Prosseguindo com nossa viagem pelas fases, facetas, evoluções, contextos e cenários do free jazz e da música improvisada —— vide que em 2020 já talhamos aqui uma indicação de mais de 👉80 Álbuns Essenciais do Free Jazz e da Free Improvisation ——, minha finalidade neste podcast, então, é usar minha própria experiencia auditiva —— nesse percurso que cruzei para assimilar as músicas de vanguarda em geral —— para trazer um panorama desse conceito libertário de música que incorporou ao jazz as mais variadas radicalizações, os mais variados conceitos disfórmicos e abstratos das artes modernas e contemporâneas como um todo: a começar por conceitos artísticos como o dadaísmo, o expressionismo abstrato, a música atonal-dodecafônica, a música aleatória, o indeterminismo, o Movimento Fluxus, a música concreta, a eletroacústica, o ecleticismo radical, a pós-modernidade... entre outros conceitos e movimentos —— não é à toa, aliás, que a pintura abstrata White Light (1954, MoMA) de Jackson Pollock ilustra a capa do álbum Free Jazz - A Collective Improvisation (Atlantic, 1960), álbum de Ornette Coleman que fundou definitivamente o free jazz! Essas associações das artes plásticas, da música erudita moderna e das artes performáticas de vanguarda nem sempre são relacionadas aos contextos do free jazz nas histórias contadas pela Wikipédia e outros sites e plataformas "especializados", mas quando pesquisamos sobre os álbuns, as obras e as biografias dos músicos separadamente, essas influências são sempre relatadas, e é por isso que aqui essas correlações são nosso ponto de partida —— sem deixar de considerar, lógico, as influências dos aspectos culturais, dos cenários e dos contextos vários. Seja bem vindo ao podcast! Ouça, pesquise sobre os músicos e, se puder, adquire os álbuns!

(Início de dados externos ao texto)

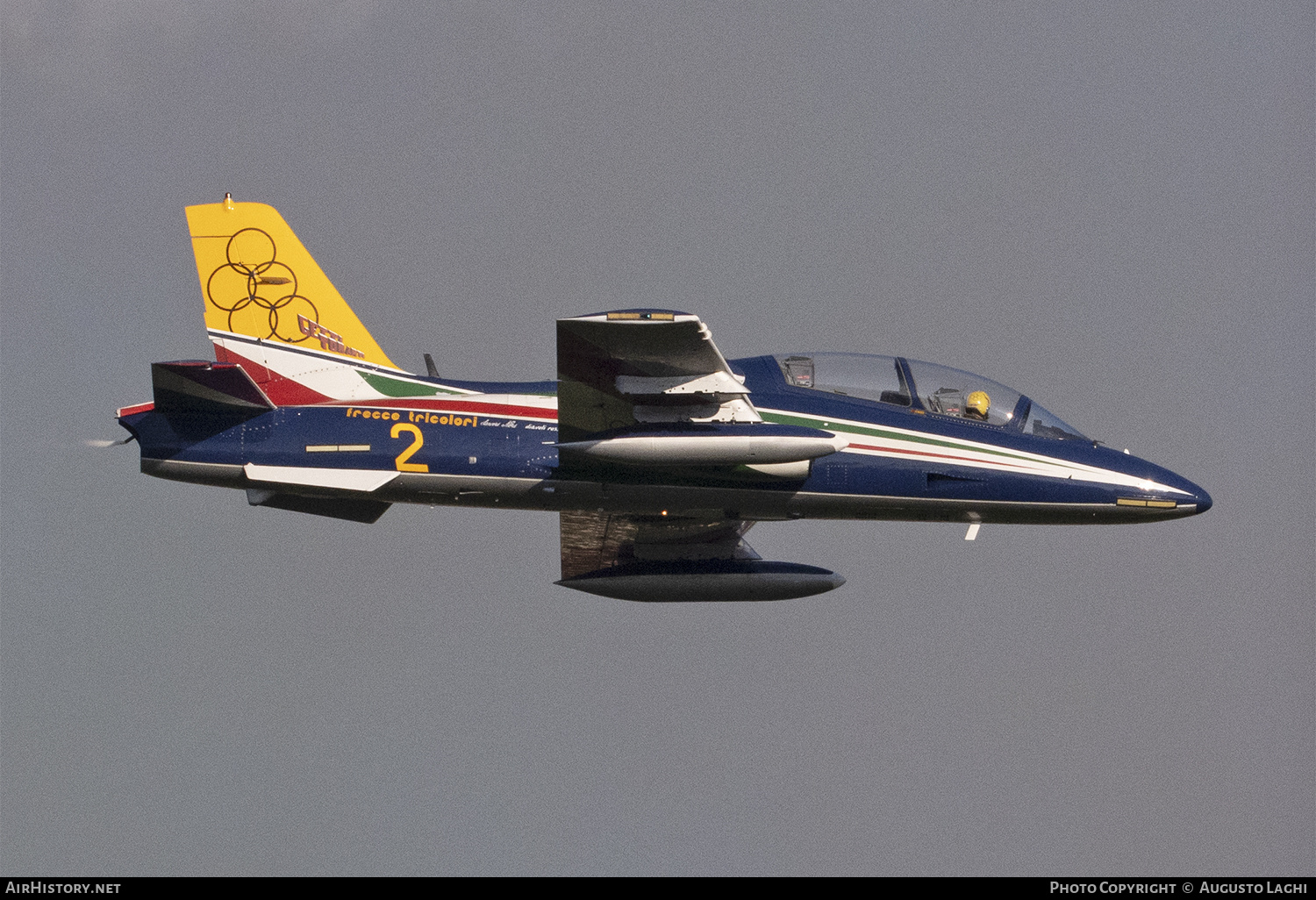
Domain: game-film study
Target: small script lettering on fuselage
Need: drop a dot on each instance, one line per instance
(412, 416)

Free Jazz & Avant-garde (1959-1966) - Cenário de New York: Ornette Coleman, Don Cherry, New York Contemporary Five & Archie Shepp, os primeiros rompantes da "new thing" que deformou as formas do blues e do bebop
"Orquestras" de Free Improv - Início dos ensembles expandidos: o precursor double quartet no álbum "Free Jazz" (1960) de Ornette Coleman e a pioneira "new thing big band" no incendiário Ascension (1965) de John Coltrane
Cecil Taylor - Unit Structures & piano solo: descaminhos e a arte de um incendiário e percussivo piano abstrato
"Orquestras" de Free Improv: as "Communications" de Carla Bley, Michael Mantler e a Jazz Composer's Orchestra
AACM de Chicago - Creative Black Music: Art Ensemble of Chicago, Anthony Braxton, Henry Threadgill e George Lewis: as influências da música erudita moderna no desenvolvimento de um free jazz mais composicional e formalista
A voz dentro dos contextos do free jazz e da música improvisada: Jeanne Lee com Marion Brown (c/ Chick Corea, Anthony Braxton, Andrew Cirille, etc), Irene Aebi com Steve Lacy, Phil Minton com Roger Turner, e Amirtha Kidambi
"Orquestras" de Free Improv - Europa: Brotherhood of Breath de Chris McGregor (Londres); Globe Unity Orchestra de Alexander von Schlippenbach (Berlim); e a evolução do método "Conduction" do maestro americano Butch Morris
Free Jazz + Eletrônica & Eletroacústica - Sintetizadores e Recursos Eletrônicos: Sun Ra, Musica Elettronica Viva, Anthony Braxton com Richard Teitelbaum, M.I.M.E.O. e a banda Space Quartet do sound artist português Rafael Toral
Downtown Scene - John Zorn, Ikue Mori, Satoko Fujii e etc: No Wave + Free jazz + Hardcore Punk + Electronic + Japanoise + Colagens + Ecletismos radicais. Um novo conceito de liberdade com a mistura ruidosa de várias estéticas!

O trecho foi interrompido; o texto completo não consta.